Für die Wohnprojekte, die aus ehemals besetzten Häusern hervorgangangen sind, würden mit der Erhöhung die Pachtsummen von monatlich 93 bis 260 Euro auf 650 bis 1800 Euro pro Haus steigen. Stadt und Pro Potsdam hatten den Trägervereinen angeboten, über die Rücknahme der Pachterhöhungen zu verhandeln, wenn diese offenlegen, wie stark die Bewohner durch die Sanierungsauflagen finanziell belastet sind. Der 27-jährige Demonstrant Micha, der seinen Nachnamen nicht nennen möchte, hält diese Forderung für absurd: „Die Zahlen sind offen“, meint er, „die Sanierungskostenschätzungen wurden von der Pro Potsdam in den Erbbaupachtverträgen schließlich selbst festgelegt.“ Auch dass es keine Dokumentation der bisherigen Sanierungen gegeben habe, sei nicht richtig, sagt Mitdemonstrant Heinz: „Die Pro Potsdam hatte sich alles in den Häusern angeschaut.“

Der Grund für die Erhöhung der Pacht sei die „Anpassung an den Lebenshaltungsindex“, heißt es von der Pro Potsdam.
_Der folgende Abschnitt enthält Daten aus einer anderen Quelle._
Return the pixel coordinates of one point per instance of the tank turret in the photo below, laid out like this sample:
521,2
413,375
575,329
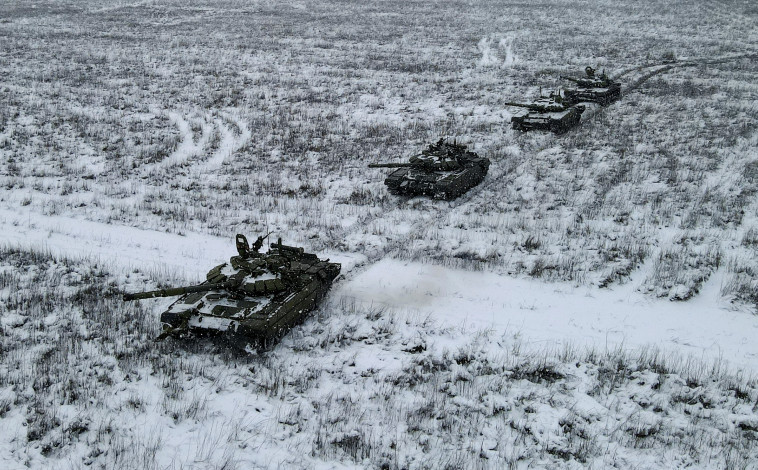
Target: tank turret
254,297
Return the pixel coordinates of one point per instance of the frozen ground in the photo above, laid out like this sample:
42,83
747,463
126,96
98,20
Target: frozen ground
589,304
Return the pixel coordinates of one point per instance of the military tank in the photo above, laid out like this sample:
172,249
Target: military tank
598,89
253,299
443,171
549,113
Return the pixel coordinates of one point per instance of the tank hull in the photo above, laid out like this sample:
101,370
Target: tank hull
557,123
446,185
253,318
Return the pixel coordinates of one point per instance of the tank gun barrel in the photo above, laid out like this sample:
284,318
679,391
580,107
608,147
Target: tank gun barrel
278,245
173,291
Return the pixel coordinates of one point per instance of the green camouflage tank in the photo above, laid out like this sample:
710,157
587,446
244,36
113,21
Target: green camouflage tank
443,171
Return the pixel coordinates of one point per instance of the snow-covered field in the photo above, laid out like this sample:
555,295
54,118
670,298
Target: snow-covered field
591,304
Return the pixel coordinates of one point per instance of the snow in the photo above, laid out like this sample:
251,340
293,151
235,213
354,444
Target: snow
555,315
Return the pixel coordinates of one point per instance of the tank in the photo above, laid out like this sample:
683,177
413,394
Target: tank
598,89
253,299
442,171
552,113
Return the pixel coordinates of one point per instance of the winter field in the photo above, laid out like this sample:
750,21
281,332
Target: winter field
592,304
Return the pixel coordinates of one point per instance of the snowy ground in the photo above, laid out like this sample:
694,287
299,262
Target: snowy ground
591,302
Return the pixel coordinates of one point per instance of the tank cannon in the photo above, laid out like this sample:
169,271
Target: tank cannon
552,113
174,291
443,171
541,106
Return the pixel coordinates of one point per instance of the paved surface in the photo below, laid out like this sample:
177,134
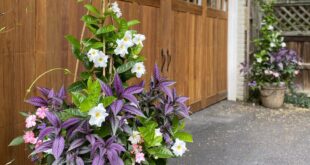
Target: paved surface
232,133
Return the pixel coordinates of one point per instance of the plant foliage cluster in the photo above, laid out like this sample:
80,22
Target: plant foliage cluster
108,121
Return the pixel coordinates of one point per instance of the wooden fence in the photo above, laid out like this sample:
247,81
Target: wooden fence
188,41
294,22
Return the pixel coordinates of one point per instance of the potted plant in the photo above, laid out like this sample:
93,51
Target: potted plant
108,121
274,67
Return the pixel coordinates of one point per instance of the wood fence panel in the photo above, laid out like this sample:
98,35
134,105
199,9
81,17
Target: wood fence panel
34,42
303,50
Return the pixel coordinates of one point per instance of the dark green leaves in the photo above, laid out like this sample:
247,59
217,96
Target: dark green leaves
106,29
125,67
17,141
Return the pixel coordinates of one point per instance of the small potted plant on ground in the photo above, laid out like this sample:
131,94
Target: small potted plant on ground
108,121
274,67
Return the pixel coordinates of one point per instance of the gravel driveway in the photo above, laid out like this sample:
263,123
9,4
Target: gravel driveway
234,133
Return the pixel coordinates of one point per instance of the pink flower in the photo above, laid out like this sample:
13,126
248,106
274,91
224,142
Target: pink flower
296,72
31,121
29,137
140,157
136,148
41,112
38,143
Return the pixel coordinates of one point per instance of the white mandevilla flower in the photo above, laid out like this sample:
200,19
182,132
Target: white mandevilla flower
138,39
101,60
121,48
98,115
179,147
139,69
128,39
116,9
259,60
135,138
270,27
92,54
157,132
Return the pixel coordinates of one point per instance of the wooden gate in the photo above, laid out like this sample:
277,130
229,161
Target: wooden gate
186,38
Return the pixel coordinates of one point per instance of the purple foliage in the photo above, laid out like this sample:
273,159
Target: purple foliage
105,150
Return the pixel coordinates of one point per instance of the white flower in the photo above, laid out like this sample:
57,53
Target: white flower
179,147
98,115
139,69
121,48
157,132
270,27
138,39
101,60
259,60
116,9
135,138
92,54
128,39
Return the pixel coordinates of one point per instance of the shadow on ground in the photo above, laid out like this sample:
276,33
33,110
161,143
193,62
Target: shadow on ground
231,133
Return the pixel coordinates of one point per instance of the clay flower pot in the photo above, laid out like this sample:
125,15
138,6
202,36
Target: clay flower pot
272,96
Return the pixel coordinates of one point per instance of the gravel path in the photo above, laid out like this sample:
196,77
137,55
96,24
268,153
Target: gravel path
231,133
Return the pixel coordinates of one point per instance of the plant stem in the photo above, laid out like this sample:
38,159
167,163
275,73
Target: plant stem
103,39
66,71
81,38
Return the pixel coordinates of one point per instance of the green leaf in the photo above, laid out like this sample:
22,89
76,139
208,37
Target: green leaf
73,41
92,9
184,136
160,152
106,101
106,29
125,67
78,98
133,22
148,134
17,141
77,86
69,113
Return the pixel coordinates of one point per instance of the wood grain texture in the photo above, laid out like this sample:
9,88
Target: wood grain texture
34,43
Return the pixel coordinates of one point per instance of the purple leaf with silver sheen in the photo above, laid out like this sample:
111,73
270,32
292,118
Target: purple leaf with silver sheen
109,150
58,146
117,106
133,110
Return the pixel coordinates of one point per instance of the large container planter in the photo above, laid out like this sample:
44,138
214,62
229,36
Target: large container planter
272,96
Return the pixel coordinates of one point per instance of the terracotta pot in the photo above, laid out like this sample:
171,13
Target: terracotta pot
272,96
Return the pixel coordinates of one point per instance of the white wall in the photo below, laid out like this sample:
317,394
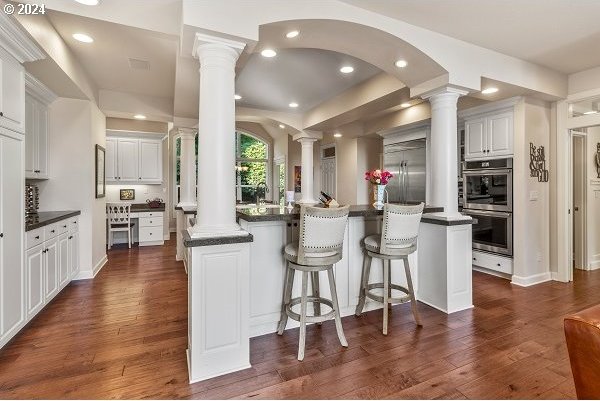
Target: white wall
75,126
593,200
531,225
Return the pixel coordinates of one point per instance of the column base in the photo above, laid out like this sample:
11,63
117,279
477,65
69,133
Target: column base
228,230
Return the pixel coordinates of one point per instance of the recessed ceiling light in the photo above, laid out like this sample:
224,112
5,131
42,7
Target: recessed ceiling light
489,90
268,53
82,37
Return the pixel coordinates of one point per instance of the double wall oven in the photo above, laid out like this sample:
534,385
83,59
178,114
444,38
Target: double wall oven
488,197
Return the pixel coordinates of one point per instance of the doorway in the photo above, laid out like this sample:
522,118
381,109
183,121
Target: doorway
579,186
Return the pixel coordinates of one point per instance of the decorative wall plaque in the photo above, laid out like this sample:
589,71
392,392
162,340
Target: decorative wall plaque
537,164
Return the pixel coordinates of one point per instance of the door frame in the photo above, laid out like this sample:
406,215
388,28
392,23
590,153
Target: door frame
563,271
584,256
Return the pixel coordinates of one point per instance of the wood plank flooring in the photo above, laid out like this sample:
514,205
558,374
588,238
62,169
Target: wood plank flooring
123,335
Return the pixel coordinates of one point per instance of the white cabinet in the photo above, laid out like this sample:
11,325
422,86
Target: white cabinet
133,160
489,136
12,94
36,138
12,273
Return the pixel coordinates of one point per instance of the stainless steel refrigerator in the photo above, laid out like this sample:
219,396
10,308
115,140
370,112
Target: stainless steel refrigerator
407,162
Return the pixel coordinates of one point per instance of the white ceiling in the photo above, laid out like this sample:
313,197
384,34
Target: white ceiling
560,34
305,76
107,59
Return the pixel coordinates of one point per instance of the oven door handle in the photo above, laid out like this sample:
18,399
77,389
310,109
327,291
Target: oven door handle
486,213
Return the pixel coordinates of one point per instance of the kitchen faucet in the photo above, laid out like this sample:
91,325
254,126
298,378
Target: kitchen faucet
260,200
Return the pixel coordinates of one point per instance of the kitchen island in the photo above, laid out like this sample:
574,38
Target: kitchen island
236,283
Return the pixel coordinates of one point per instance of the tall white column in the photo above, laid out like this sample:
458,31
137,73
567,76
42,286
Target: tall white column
187,167
307,140
216,138
443,153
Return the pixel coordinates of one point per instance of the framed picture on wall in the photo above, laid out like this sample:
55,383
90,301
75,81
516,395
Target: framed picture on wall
100,172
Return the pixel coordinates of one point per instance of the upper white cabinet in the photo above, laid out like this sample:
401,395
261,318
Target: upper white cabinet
37,99
131,160
489,135
12,94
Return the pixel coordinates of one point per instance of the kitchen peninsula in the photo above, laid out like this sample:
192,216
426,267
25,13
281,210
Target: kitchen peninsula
236,296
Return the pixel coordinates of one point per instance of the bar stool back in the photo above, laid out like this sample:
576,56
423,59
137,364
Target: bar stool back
319,247
398,239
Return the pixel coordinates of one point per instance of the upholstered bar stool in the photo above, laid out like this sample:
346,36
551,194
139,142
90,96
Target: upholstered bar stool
398,239
319,247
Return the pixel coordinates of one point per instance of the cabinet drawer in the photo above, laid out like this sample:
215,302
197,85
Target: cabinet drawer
150,221
150,234
34,237
73,224
493,262
150,214
50,231
62,227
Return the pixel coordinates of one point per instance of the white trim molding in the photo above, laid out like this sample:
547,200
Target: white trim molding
531,280
16,42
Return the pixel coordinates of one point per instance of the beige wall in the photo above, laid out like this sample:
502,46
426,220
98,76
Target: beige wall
531,225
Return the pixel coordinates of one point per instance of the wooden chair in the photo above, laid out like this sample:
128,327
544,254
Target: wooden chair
119,220
398,239
319,248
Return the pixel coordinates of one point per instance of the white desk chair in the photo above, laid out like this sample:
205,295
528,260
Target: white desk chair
119,220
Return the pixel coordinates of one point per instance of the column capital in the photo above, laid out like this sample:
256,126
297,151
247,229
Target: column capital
307,136
444,90
203,42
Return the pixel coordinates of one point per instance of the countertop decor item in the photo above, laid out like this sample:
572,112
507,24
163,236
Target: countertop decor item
537,163
154,203
379,179
127,194
100,172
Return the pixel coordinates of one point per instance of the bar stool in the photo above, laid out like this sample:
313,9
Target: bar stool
398,239
320,246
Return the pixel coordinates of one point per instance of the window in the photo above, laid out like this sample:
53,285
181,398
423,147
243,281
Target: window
252,165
Die Trägervereine der Wohnprojekte kritisieren jedoch, dass die Stadt die Situation so darstelle, als befinden sich die Häuser in einer „öffentlich geförderten Billignische“ mit niedrigeren Kosten: „Keines der Häuser war bei Vertragsabschluss in bewohnbarem Zustand, Sanierungen an Dächern, Sanitäranlagen, Fassaden und Elektrik mussten die Bewohner mit eigenem Aufwand durchführen“, so eine Sprecherin des Protestes.

Offenlegen sollen die Hausprojekte ihre ökonomische Situation, weil laut Stadtverwaltung die Bitte um eine Rücknahme der Pachterhöhung einen Antrag auf eine Sozialleistung darstelle. Der AK „Recht auf Stadt“ befürchtet, dass diese Praxis in Zukunft in der Potsdamer Wohnungspolitik zunehmen werde.